Yes I consider whether an item is:
    • for the rubbish bin
    • for recycling
    • for the charity shop because I can't easily sell them but they could
    • for a local freecyle scheme
    • for selling locally on craigslist or similar cos I can't easily post them
    • for selling on ebay because they are postable
    • for giving away to friends or family members
    • for keeping
    but I'm not thinking so much of how much they cost in terms of potentially 'wasted' cash that I could have saved to help me through that very very lean and anxious year of 2013/2014, waiting to see if I would be 'accepted' as sufficiently ill to merit state support.

    (For which I'm very grateful to anyone who is a UK taxpayer. Thank you, I would not have been nor will be able to survive without it!)

    Similarly, now that I've come to terms with my 'new' life as a non working housebound cripple with bigger ideas about what I want to do than actual energy to do them with, I'm not feeling so emotional about the items. Suits, bike, books etc, even craft materials.

    With hindsight I see that the suits and the bike were appropriate for that life I had before, but they're not now. I wouldn't even own them if I'd not had that life. That they have a finite useful life, and it is more wasteful to 'hoard' them in my home than to 'release' them for others to use, others who do have a life where those items are appropriate.

    I can also see that much of my craft stash was acquired through desperation whilst trying to cope with my illness very very slowly getting worse and incrementally restricting my ability to 'do' rather than 'be'. Buying things with a 'hope' value,  ie with the intention of using them, but no firm actual project.

    Many items in the craft stash are so pretty I haven't wanted to use them, to 'destroy' them and potentially get it wrong and make a mess of it and 'waste' them. However I've recently realised as with the other things from my earlier life, that by not using them, that's the true waste.

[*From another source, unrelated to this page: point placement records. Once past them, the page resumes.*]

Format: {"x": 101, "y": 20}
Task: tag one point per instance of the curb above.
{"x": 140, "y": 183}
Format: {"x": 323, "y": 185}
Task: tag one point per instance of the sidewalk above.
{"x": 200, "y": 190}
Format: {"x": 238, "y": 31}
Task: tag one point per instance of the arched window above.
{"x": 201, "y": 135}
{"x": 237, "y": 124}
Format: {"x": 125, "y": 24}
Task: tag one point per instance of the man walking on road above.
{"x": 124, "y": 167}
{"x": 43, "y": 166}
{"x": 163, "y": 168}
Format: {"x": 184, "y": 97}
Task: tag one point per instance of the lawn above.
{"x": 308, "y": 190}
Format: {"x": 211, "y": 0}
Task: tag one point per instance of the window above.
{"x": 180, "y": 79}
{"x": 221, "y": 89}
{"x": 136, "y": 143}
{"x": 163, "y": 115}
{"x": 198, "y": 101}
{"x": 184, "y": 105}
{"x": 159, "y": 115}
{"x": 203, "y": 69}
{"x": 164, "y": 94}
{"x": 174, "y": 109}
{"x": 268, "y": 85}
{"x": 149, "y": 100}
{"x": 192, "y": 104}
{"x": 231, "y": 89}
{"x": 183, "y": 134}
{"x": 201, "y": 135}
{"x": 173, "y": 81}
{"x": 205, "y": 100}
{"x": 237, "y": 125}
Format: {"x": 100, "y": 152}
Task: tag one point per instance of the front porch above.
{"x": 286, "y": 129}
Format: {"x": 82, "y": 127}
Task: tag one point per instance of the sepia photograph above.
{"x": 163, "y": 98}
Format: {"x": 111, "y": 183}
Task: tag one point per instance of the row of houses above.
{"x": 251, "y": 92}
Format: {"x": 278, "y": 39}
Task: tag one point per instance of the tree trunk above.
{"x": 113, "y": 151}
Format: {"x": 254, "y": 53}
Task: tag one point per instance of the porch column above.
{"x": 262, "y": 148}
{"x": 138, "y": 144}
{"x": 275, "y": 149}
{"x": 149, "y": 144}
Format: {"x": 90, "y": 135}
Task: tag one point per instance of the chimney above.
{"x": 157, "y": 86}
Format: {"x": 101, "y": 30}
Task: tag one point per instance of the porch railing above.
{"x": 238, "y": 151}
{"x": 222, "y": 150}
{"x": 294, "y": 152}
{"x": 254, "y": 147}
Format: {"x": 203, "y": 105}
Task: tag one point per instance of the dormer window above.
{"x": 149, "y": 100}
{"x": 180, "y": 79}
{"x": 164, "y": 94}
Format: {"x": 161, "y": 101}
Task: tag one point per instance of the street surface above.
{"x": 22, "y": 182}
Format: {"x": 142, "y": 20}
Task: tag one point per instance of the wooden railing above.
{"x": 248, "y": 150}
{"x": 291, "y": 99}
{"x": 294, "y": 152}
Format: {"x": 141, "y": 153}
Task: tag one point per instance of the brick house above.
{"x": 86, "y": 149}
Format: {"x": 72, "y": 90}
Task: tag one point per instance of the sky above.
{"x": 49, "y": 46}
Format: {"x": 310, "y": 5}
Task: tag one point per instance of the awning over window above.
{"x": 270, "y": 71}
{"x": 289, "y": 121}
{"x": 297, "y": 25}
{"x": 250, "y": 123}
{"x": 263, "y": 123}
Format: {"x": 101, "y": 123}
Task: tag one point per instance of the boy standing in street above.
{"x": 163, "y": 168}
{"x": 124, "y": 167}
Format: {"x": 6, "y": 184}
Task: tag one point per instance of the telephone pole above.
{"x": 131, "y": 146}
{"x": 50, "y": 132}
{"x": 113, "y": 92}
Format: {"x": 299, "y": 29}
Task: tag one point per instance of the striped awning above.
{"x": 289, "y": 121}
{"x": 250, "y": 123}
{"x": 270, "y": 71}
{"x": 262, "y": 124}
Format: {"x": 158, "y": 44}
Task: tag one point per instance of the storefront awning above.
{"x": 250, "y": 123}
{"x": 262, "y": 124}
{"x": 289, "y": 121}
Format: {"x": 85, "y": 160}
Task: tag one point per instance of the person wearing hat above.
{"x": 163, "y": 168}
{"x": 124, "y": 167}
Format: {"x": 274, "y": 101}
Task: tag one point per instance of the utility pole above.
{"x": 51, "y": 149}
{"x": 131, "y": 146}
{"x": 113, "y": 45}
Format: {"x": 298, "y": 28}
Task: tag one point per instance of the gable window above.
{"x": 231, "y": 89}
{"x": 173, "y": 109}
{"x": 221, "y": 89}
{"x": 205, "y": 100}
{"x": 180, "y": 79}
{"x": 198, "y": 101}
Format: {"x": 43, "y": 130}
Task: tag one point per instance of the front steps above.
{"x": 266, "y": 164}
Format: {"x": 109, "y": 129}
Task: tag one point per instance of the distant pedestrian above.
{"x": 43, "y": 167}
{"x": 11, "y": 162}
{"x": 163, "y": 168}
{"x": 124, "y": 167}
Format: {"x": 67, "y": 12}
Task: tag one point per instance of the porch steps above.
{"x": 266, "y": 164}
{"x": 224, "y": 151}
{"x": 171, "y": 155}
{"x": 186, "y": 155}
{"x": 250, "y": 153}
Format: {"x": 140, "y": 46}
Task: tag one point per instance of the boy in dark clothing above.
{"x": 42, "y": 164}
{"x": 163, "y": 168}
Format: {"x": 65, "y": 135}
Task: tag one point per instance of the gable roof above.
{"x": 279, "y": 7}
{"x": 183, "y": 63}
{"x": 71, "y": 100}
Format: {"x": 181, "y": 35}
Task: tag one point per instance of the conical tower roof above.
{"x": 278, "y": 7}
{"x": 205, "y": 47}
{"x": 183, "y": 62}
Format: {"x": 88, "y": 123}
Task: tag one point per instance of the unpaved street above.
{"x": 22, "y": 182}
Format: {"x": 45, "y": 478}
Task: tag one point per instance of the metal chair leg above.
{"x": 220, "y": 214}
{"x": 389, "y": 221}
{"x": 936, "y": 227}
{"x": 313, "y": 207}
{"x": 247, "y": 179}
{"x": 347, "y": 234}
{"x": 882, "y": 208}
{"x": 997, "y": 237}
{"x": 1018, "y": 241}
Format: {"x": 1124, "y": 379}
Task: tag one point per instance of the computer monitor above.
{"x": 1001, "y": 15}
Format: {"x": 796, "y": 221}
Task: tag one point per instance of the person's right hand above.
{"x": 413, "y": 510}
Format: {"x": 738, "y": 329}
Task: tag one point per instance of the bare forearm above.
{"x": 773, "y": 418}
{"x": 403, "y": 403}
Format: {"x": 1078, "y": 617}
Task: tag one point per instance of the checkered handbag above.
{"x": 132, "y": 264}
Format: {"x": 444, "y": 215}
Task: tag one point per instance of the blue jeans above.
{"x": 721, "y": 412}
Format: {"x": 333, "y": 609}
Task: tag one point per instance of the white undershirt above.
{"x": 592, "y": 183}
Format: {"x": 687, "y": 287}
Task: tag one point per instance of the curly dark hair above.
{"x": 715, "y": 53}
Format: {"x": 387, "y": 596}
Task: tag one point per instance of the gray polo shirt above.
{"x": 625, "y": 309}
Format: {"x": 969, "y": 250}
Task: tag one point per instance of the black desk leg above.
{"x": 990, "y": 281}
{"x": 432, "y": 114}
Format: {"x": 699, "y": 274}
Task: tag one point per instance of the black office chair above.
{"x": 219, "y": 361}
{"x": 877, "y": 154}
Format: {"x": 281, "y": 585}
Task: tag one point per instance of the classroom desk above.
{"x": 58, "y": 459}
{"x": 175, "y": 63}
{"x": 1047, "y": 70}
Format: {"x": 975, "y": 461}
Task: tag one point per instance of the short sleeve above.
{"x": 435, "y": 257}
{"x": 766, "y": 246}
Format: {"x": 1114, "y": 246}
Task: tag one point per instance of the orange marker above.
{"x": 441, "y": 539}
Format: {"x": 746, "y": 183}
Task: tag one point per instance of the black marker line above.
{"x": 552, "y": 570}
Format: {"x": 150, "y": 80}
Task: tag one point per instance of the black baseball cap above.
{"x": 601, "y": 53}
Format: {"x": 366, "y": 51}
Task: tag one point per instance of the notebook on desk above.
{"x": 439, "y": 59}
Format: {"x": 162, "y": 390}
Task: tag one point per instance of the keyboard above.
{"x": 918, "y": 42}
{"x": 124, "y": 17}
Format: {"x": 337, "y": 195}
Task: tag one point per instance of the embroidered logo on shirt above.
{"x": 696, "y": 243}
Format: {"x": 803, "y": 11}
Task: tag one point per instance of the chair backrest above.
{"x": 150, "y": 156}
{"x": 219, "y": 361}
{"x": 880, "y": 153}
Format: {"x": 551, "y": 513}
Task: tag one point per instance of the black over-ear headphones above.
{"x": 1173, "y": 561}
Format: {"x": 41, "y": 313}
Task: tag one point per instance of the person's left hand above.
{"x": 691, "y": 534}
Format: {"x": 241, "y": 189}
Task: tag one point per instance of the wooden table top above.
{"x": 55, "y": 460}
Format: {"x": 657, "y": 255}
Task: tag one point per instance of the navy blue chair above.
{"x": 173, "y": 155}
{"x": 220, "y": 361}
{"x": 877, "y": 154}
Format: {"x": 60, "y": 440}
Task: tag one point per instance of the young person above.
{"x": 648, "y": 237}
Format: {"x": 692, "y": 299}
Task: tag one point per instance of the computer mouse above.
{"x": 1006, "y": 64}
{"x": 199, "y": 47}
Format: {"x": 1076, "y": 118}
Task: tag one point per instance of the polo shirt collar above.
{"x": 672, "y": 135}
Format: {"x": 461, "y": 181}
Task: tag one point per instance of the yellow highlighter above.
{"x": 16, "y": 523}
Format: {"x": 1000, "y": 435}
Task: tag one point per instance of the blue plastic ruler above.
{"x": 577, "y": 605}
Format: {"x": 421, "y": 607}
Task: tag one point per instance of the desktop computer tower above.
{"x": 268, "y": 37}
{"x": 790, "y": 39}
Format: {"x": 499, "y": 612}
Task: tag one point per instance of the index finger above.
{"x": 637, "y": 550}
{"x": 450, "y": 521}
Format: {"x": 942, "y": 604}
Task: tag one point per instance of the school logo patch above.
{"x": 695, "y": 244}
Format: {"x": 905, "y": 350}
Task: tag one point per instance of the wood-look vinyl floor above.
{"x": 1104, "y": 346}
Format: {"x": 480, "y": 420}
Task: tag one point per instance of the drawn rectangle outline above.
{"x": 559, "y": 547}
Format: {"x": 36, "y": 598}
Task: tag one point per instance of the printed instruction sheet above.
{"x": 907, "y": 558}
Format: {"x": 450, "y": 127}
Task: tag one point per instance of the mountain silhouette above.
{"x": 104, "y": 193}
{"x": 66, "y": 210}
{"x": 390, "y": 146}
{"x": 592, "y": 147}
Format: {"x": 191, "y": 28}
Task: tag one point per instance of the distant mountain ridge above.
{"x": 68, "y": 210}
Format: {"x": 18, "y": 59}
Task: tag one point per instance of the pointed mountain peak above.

    Limbo: forwards or backwards? arghhh decisions!
     This comes back to the 'static' house idea. Everything in my life had somehow become 'static'. From the period when I couldn't look after my cat and he lived at my sister's, when nothing moved in the flat unless I had the window open and a breeze blowing, right through to keeping items because they were the only concrete evidence that I once had a good job, or was sporty or culturally inclined. I'd got stuck between not being the person I was, and somehow wanting to 'prove' I had been that person, and not knowing who I'd become.

    This being stuck in limbo, I think, was exacerbated by the fluctuating nature of the illness, if I could get ill so suddenly, I could get better suddenly. So why get rid of things I might need and not be able to afford again? Or even just 'things I like'?

    But who was I trying to 'prove' my previous existence to? Not my family and friends, they know! to myself?

    Having stabilised and come to terms with life as it is now, I'm finding it easier to 'let go' of my past life. It's as though I've moved to the other side of the world by sea voyage, and everything in England is a past life, I remember but is no longer relevant or immediate. It feels so very far away.

    I have no idea if my ramblings about my struggles to get a grip of my life as it is now, find a quality of life and some sense of purpose has helped you. If nothing else, perhaps you'll think, bah! nothing like me, I shall do x,y,z instead. That's good enough for me!


    It takes a lot of mental and physical energy to exist when you're ill. Eat your elephant a bite at a time. Don't push yourself further than you're comfortable with. Just chip away at it and eventually there'll be progress in the same way that if one paces sensibly and long term, one does eventually finally incrementally stabilise energywise! it's painful getting there, and you can't see til it's happened, but it does given enough time.